HT Measurements Explained: The RGB Triangle of Death - Video Measurements Page 2
The second way to rank a display's gray scale is to look at how well it tracks. We don't measure the color of gray at just one intensity or shade—we measure it at various levels from dark gray to bright white. Ideally, the color of gray would be the same at every intensity level. In the past, we've plotted each measurement on the same triangle; in those cases, a perfectly tracking gray scale would appear as a small dot in the center of the chart. Each measurement would then land on top of the last. However, most displays, even the better ones, have some drift in the gray scale. The resulting chart looks more like a fat dot or maybe a smudge. If the display doesn't track well at all or is calibrated poorly, the measurement will be a broad line or zigzag. The broader the smudge, the poorer the display tracks and the more the image's color will change as it gets brighter or darker. If our chart were three-dimensional, with intensity being on the X axis, a poor gray scale might spiral or zigzag from front to back as it changes from one color to the next at each intensity level.

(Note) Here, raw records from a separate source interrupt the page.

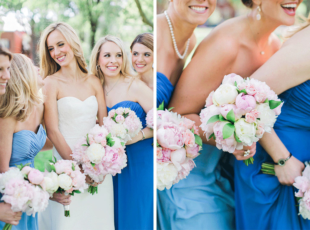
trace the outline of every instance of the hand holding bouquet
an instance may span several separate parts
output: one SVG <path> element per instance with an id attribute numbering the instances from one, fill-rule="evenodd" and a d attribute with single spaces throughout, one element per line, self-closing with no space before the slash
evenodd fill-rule
<path id="1" fill-rule="evenodd" d="M 108 117 L 103 118 L 103 127 L 112 136 L 120 138 L 125 144 L 142 129 L 142 122 L 134 111 L 120 107 L 111 109 Z"/>
<path id="2" fill-rule="evenodd" d="M 265 82 L 235 73 L 225 75 L 206 102 L 200 127 L 208 139 L 215 139 L 218 148 L 231 153 L 270 132 L 283 104 Z M 248 165 L 253 160 L 244 161 Z"/>
<path id="3" fill-rule="evenodd" d="M 202 144 L 194 122 L 163 109 L 162 104 L 157 119 L 156 184 L 160 190 L 186 178 L 196 166 L 193 159 Z"/>
<path id="4" fill-rule="evenodd" d="M 84 192 L 84 189 L 87 188 L 85 174 L 81 172 L 76 161 L 69 160 L 50 161 L 45 163 L 44 178 L 46 191 L 51 197 L 53 197 L 55 192 L 64 191 L 65 195 L 73 195 L 74 193 Z M 70 217 L 69 205 L 64 205 L 64 216 Z"/>
<path id="5" fill-rule="evenodd" d="M 107 174 L 120 173 L 127 165 L 124 144 L 104 126 L 97 124 L 75 145 L 70 156 L 81 163 L 85 174 L 98 183 Z M 97 189 L 97 187 L 90 185 L 88 192 L 94 195 Z"/>
<path id="6" fill-rule="evenodd" d="M 0 174 L 1 200 L 10 204 L 13 212 L 21 211 L 34 217 L 48 204 L 49 196 L 45 190 L 43 173 L 27 165 L 16 166 Z M 11 224 L 6 223 L 3 230 L 11 228 Z"/>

Starting in this issue of HT, our video measurements will include two charts. The second chart shows the gray-scale tracking relative only to intensity (see Figure C). While this chart is more limited in the information provided, it is more common among consumer publications and industry groups. IRE, listed on the bottom, are units of intensity. Color temperature, in Kelvin units, appears on the vertical dimension. Remember that, sometimes, the gray scale will appear as a color but won't measure as a particular temperature. As the intensity increases, the gray scale should remain stable, appearing as a horizontal line across the 6,500 K mark. If the gray scale drifts, you'll see it in this chart as it wavers up or down. This would correspond to the triangle measurement that smears or is seen as a broad line across the chart.